Australian Senate committee to investigate loot boxes
Government interest builds
The Australian Senate are launching an enquiry into microtransaction loot boxes, investigating whether they constitute gambling and to what extent they "may be harmful". While the enquiry won't change any policy itself, it could inform future laws.
A number of politicians and bodies around the world have cocked an eyebrow at microtransaction virtuacrates of random digicrud in recent years, most notably after the loud backlash against Star Wars Battlefront II's loot boxes. Belgium's Gaming Commission declared that some loot boxes are gambling and Hawaii's state government were concerned, among others.
The Environment and Communications References Committee are poking into "Gaming micro-transactions for chance-based items" and should report back by September 17.

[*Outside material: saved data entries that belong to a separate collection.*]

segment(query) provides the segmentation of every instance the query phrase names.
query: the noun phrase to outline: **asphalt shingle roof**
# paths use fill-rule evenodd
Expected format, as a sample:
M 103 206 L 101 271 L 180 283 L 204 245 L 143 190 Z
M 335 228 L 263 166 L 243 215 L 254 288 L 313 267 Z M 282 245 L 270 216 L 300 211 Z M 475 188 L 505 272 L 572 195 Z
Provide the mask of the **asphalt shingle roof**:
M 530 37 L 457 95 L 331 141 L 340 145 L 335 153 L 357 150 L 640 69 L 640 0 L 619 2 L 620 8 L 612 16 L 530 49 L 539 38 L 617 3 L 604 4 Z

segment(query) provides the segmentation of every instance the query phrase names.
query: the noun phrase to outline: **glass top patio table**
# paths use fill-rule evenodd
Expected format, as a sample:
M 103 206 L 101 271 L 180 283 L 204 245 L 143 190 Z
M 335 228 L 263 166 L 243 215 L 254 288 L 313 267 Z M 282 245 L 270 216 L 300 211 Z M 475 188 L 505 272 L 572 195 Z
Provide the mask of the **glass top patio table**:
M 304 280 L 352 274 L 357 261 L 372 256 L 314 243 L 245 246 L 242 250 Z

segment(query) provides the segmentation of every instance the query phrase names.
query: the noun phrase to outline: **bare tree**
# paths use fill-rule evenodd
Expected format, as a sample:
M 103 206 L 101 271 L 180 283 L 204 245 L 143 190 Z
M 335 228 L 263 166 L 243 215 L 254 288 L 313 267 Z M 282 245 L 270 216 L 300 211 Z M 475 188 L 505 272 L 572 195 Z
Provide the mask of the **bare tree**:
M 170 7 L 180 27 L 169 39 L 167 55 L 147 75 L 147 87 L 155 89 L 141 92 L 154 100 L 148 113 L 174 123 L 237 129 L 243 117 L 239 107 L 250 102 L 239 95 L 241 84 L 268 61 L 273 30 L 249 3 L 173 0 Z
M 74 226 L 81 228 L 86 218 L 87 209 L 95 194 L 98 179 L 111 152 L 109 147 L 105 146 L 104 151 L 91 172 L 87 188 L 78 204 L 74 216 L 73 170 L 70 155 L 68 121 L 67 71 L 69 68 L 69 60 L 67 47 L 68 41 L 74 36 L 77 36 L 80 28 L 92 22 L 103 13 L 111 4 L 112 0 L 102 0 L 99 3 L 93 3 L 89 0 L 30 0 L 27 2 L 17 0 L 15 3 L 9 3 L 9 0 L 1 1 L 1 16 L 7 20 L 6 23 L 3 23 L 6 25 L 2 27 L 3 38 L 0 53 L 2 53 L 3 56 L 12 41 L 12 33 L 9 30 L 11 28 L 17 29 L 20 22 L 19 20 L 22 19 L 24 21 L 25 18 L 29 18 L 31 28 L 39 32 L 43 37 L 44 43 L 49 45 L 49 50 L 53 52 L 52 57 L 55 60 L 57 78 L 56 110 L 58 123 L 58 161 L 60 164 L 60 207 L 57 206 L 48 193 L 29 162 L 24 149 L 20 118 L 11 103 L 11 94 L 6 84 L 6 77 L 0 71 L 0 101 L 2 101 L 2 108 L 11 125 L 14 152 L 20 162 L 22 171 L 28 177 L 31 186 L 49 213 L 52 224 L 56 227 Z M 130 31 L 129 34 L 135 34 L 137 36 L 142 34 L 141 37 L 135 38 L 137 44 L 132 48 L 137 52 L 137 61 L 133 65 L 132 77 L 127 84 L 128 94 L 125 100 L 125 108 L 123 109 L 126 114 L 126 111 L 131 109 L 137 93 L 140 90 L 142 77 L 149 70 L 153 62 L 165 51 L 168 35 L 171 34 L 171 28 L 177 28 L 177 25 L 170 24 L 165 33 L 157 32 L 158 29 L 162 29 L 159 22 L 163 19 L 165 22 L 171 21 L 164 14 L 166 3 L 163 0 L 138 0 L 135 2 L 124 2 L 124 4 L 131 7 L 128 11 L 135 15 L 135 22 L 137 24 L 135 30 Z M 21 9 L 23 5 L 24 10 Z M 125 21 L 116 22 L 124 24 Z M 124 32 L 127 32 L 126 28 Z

The motion which set this in motion, as reported by Kotaku Australia, stated an intent to investigate:
The extent to which gaming micro-transactions for chance-based items, sometimes referred to as 'loot boxes', may be harmful, with particular reference to:
(a) whether the purchase of chance-based items, combined with the ability to monetise these items on third-party platforms, constitutes a form of gambling, and;
(b) the adequacy of the current consumer protection and regulatory framework for in-game micro transactions for chance-based items, including international comparisons, age requirements and disclosure of odds.
Which seem like sensible things to have a firm legal grasp of.
On that last point, China have required games to disclose odds of getting items in loot boxes since May 2017. While some games with loot boxes started openly disclosing odds globally since then, others have only done so in China. I do hope this becomes standard practice, so we can all see how laughably bad the odds of getting items we covet often are.
Australia have been standing up to Big Video Games more, including fining Valve for saying Steam customers didn't have the refund rights that Australian law dictates. Though Australia also spent chuffing forever to introduce an adult games rating, ending years of insisting upon censored versions, so they're not necessarily righteous defenders of video games perhaps as much as worried guardians of morality.